Sabtu, 17 Februari 2018

Membaca Padma

Sudah lama sekali, aku begitu selektif membaca terutama novel, selain memang waktu membaca jauh berkurang. Aku lebih memilih bacaan untuk kebutuhan pekerjaan saja. Itupun seringnya tidak habis satu buku, hanya baca bagian-bagian yang diinginkan dari beberapa buku. Novel yang aku baca dalam lima tahun terakhir kalau tidak salah hanya serial Supernova. Itu juga karena sudah kadung baca sejak seri pertamanya dulu, masih zaman kuliah.

Tapi kalau adikku sendiri yang menulis novel, sebagai kakak yang baik tentu aku harus membaca dan menuliskannya, agar kalau di-google bisa muncul namanya. Apalagi novelnya belum juga dicetak, masih hanya terbit dalam edisi e-book.


Mimpi Padma. Penerbit mengategorikannya sebagai "dark lit". Entah apa yang dimaksud dengan "dark" ini. Mungkin untuk mengesankan misterius. Well, novel ini memang berisi petualangan yang penuh misteri, tetapi bukan cerita horor yang menyeramkan. Justru kisah cinta yang melampaui ruang dan waktu. Bersiaplah.

Adikku beruntung. Ia yang lebih muda satu dekade, bertumbuh di zaman kreativitas menulis tidak sulit mendapatkan tempat di ruang-ruang formal. Ada satu masa beberapa tahun lalu, toko buku penuh dengan kisah-kisah romantika berbungkus "chick lit" dan banyak di antaranya adalah debutan karya penulis-penulis muda. Bisa jadi, pembaca yang juga seusia, merasa lebih dekat dengan penulis. Apalagi kisah yang diceritakan tidak jauh-jauh dari pengalaman usia mereka, seputar cinta dan persahabatan. Tolong koreksi kalau aku salah, karena aku bukan pembaca chick lit.

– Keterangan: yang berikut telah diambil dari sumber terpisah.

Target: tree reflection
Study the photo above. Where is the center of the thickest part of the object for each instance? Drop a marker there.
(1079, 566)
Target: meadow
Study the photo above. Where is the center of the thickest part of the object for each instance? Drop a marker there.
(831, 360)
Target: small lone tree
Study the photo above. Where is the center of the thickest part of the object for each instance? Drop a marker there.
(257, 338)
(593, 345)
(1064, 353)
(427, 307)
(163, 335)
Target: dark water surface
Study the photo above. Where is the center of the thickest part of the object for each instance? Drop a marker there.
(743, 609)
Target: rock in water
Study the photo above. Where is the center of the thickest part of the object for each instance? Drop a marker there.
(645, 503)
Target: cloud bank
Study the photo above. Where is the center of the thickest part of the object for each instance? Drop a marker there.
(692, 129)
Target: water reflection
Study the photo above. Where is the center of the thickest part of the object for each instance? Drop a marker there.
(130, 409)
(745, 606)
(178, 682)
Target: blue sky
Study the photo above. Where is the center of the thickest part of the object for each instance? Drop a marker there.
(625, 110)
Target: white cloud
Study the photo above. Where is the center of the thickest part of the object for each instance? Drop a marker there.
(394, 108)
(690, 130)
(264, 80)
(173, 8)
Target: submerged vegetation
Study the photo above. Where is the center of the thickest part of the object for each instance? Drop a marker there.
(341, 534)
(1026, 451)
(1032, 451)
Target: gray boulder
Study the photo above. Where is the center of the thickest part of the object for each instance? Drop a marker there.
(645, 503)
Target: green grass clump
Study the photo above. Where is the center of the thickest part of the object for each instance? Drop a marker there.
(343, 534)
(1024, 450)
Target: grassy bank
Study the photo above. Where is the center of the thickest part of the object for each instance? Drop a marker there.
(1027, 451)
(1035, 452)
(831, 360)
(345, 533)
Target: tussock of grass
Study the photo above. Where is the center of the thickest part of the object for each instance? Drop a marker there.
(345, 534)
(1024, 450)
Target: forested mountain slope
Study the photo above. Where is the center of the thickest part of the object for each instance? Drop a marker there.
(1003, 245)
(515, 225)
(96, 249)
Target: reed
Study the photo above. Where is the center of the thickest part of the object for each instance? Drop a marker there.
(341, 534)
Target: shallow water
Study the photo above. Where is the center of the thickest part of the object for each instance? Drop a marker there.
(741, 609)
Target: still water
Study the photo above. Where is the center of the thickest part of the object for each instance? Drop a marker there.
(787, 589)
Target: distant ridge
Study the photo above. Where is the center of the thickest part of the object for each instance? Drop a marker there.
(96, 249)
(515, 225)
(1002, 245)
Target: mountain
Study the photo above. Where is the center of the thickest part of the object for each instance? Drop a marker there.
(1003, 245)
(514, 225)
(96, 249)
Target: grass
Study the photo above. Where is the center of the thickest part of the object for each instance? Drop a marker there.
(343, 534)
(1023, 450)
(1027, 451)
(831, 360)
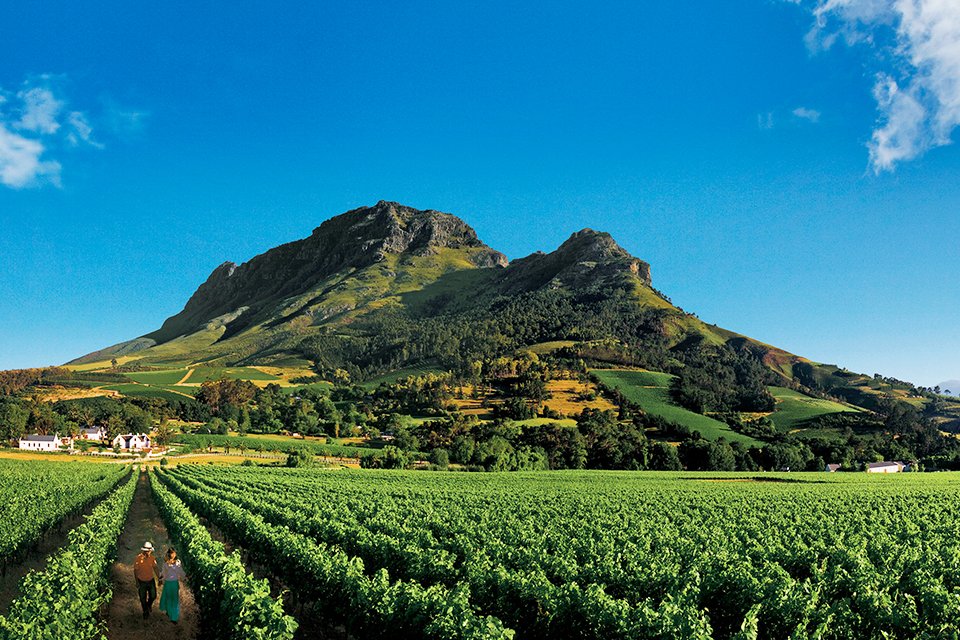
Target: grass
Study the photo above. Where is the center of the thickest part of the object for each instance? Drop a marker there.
(171, 376)
(393, 376)
(539, 422)
(19, 454)
(146, 391)
(204, 374)
(795, 409)
(651, 390)
(547, 347)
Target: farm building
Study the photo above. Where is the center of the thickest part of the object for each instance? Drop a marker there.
(885, 467)
(132, 441)
(99, 434)
(37, 442)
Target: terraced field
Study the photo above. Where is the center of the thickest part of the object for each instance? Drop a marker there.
(651, 390)
(794, 409)
(591, 555)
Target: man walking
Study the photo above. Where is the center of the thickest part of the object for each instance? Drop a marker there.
(146, 572)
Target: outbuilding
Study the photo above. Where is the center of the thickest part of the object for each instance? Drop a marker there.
(37, 442)
(98, 434)
(132, 441)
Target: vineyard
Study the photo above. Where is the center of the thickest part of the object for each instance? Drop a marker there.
(596, 555)
(35, 497)
(378, 554)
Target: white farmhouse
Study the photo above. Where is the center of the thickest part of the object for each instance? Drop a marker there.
(37, 442)
(132, 441)
(98, 434)
(884, 467)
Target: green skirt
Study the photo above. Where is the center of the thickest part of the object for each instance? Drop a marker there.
(170, 599)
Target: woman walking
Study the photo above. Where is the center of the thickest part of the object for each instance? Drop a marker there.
(171, 575)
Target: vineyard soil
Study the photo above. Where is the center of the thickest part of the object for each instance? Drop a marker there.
(36, 559)
(123, 617)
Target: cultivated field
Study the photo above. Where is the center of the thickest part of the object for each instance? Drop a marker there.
(794, 409)
(651, 390)
(598, 554)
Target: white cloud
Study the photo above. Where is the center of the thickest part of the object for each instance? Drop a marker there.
(810, 115)
(40, 110)
(917, 53)
(35, 124)
(21, 164)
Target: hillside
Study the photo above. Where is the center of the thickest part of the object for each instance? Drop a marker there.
(326, 299)
(380, 293)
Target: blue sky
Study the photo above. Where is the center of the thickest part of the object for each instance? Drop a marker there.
(785, 167)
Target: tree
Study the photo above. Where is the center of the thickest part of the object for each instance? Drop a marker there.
(440, 458)
(114, 427)
(663, 457)
(164, 433)
(13, 419)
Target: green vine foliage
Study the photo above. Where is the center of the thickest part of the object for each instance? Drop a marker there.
(61, 602)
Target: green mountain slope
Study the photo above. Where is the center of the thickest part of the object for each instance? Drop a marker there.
(380, 289)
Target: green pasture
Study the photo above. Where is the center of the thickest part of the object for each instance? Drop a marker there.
(651, 390)
(795, 409)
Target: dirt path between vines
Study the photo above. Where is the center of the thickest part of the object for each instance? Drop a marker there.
(36, 558)
(123, 616)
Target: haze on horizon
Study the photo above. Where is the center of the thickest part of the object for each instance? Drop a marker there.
(785, 167)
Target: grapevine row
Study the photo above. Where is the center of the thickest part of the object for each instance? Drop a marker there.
(372, 606)
(525, 599)
(228, 594)
(642, 555)
(35, 497)
(61, 602)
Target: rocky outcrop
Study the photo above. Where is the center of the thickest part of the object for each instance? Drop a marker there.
(352, 240)
(588, 257)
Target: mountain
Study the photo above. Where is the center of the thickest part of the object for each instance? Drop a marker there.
(335, 297)
(951, 387)
(389, 288)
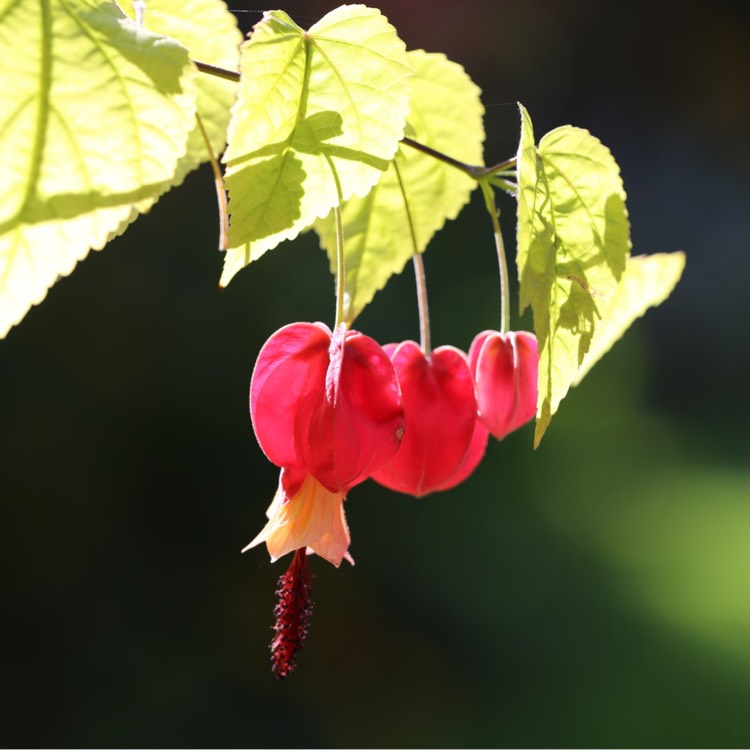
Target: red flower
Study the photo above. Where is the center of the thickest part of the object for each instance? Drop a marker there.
(325, 404)
(327, 409)
(505, 368)
(443, 442)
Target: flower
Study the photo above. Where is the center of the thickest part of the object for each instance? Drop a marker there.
(505, 368)
(443, 441)
(326, 408)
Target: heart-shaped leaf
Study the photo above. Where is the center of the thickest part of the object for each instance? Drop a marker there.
(418, 193)
(91, 130)
(318, 119)
(648, 280)
(573, 243)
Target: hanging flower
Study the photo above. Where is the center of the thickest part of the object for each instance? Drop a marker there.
(327, 409)
(312, 518)
(505, 368)
(443, 441)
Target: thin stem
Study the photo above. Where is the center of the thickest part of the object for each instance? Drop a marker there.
(472, 171)
(221, 194)
(489, 199)
(340, 270)
(340, 261)
(476, 172)
(421, 278)
(424, 310)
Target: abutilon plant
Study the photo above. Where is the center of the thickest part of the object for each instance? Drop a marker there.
(443, 440)
(341, 129)
(505, 368)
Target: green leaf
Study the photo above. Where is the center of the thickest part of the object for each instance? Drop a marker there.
(648, 280)
(187, 21)
(94, 124)
(318, 119)
(418, 193)
(573, 243)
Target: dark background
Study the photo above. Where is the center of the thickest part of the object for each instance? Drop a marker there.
(593, 592)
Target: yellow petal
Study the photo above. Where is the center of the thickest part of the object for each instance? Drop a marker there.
(313, 517)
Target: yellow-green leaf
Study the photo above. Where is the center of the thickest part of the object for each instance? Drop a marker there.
(95, 122)
(573, 243)
(318, 118)
(210, 34)
(417, 194)
(648, 280)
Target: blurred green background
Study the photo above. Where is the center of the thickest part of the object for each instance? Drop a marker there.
(594, 592)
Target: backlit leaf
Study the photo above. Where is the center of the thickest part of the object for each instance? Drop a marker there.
(648, 280)
(418, 193)
(318, 113)
(210, 34)
(573, 243)
(94, 124)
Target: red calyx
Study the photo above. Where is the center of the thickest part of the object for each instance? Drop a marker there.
(505, 368)
(443, 442)
(325, 404)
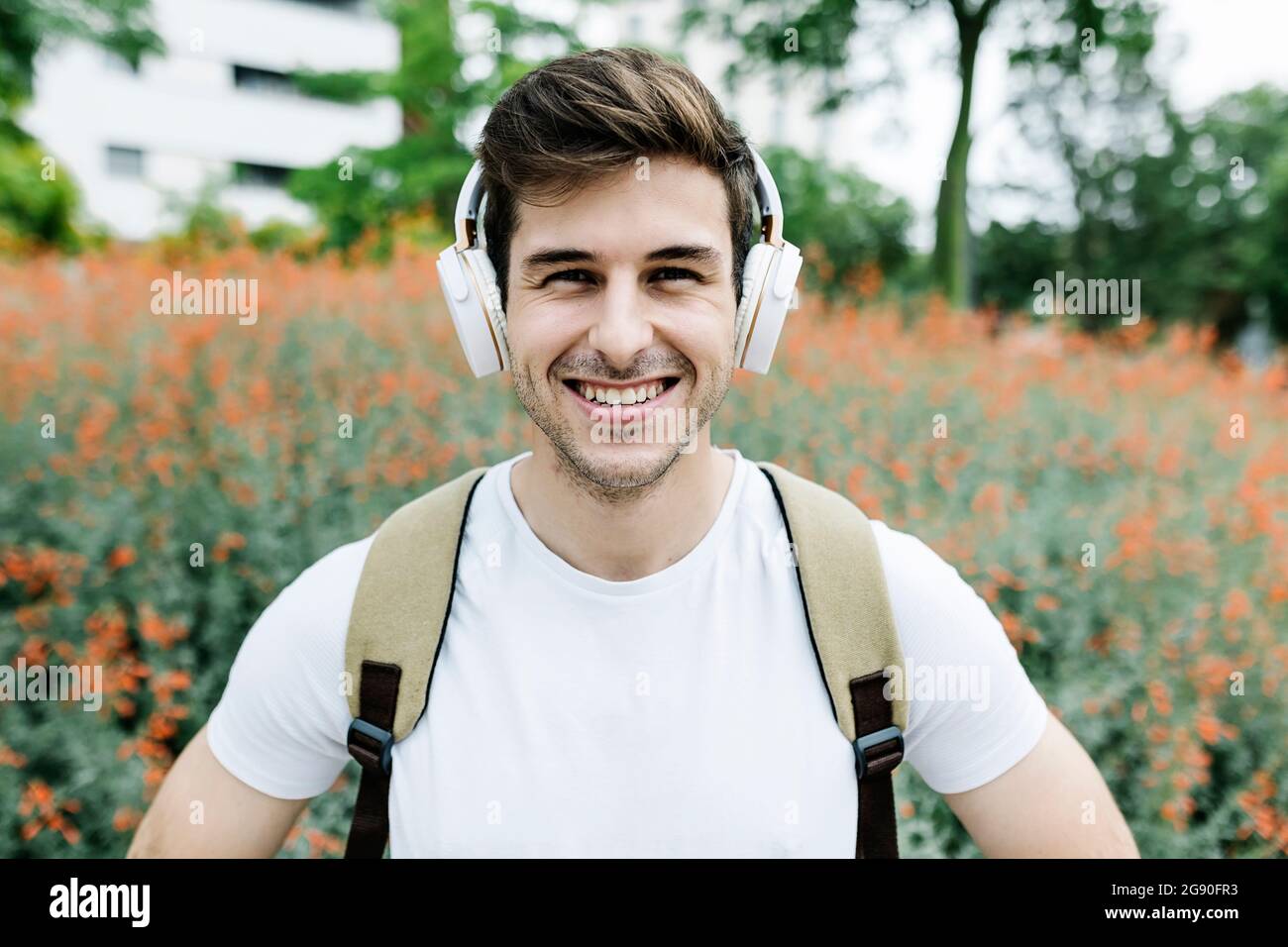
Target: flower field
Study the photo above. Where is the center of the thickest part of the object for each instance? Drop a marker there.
(1121, 501)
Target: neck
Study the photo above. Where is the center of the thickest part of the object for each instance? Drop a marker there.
(629, 534)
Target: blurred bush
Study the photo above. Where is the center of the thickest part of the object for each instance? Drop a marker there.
(181, 429)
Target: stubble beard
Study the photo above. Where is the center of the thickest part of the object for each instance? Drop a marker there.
(606, 480)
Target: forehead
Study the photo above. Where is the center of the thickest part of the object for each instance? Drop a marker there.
(631, 210)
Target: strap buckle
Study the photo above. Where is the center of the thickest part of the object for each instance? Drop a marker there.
(381, 754)
(885, 762)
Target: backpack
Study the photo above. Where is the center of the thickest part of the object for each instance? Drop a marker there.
(404, 596)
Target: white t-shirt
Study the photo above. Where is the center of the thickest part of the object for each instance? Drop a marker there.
(675, 715)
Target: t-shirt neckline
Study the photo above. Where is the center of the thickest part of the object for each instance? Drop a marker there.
(678, 571)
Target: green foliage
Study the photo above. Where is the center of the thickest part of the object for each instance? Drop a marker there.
(366, 189)
(1205, 226)
(1199, 215)
(38, 200)
(1012, 260)
(31, 205)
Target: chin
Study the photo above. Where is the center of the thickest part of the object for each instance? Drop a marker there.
(622, 466)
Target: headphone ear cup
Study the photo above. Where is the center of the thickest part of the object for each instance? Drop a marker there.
(482, 264)
(469, 289)
(755, 270)
(765, 321)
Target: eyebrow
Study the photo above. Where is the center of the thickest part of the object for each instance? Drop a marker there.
(694, 253)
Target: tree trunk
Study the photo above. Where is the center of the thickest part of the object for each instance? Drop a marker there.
(952, 228)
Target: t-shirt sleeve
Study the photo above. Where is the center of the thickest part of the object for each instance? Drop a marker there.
(282, 722)
(973, 711)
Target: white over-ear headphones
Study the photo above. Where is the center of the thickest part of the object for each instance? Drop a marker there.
(469, 282)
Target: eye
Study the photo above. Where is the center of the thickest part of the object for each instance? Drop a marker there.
(568, 275)
(677, 273)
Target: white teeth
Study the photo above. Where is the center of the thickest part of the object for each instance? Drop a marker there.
(622, 395)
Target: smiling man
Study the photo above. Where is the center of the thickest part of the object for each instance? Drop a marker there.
(622, 669)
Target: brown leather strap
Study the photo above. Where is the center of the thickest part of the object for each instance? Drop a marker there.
(378, 701)
(877, 836)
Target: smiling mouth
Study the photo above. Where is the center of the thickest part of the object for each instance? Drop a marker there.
(617, 393)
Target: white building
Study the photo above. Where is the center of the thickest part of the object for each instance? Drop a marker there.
(215, 108)
(218, 108)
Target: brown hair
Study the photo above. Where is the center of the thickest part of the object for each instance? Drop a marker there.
(592, 112)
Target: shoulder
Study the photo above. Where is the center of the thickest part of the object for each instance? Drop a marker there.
(305, 625)
(936, 612)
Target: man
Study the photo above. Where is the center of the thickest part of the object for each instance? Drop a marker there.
(625, 671)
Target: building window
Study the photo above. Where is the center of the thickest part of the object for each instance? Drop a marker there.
(263, 80)
(116, 62)
(124, 162)
(261, 175)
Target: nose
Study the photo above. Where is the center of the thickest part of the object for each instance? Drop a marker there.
(622, 329)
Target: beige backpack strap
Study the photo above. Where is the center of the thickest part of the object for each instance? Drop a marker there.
(395, 629)
(851, 626)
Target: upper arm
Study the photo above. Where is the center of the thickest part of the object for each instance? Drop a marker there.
(277, 736)
(202, 810)
(1051, 804)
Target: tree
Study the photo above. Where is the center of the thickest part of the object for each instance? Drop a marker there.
(35, 200)
(854, 221)
(819, 38)
(366, 188)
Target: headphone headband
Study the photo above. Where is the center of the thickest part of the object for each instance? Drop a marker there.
(471, 200)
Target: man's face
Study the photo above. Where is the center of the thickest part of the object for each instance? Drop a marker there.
(621, 318)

Sementara aku, di usia remaja hanya mengenal beberapa saja nama yang karyanya dipajang di toko buku. Mereka semacam Hilman, Zara Zetira, Gola Gong dan Bubin Lantang. Tidak ada yang lain. Menjelang kuliah, aku membaca sastra yang dipikir-pikir ceritanya memang berat dan rumit. Bukan berarti aku sombong dan mengklaim bacaanku lebih berat dari bacaan adikku, karena ia juga membaca buku-buku sastra. Ia membaca mungkin lebih banyak dan lebih beragam dari aku yang hidupnya sudah mulai 10 tahun lebih dahulu. Tapi maksudku menuliskan ini, bahwa adikku punya pengalaman membaca yang banyak dan beragam, dari yang ringan-ringan sampai yang berat dan butuh mikir. Itu kenapa "Mimpi Padma" menurutku bukan sekadar varian dark dari chicklit yang menjamur, bukan semacam varian dark cokelat Silverqueen (eh, masih ada ngga, sih?). Meskipun harus kuakui, penokohannya mengingatkan aku pada beberapa serial drama Korea. Yeah, selain buku-buku, adikku tumbuh bersama serial Asia, mulai dari Jerry Yan, Takuya Kimura, sampai Lee Min Ho (mohon maaf, aku tidak hafal nama aktor perempuannya. Hehe...), dan kesukaannya itu masih berlanjut hingga kini.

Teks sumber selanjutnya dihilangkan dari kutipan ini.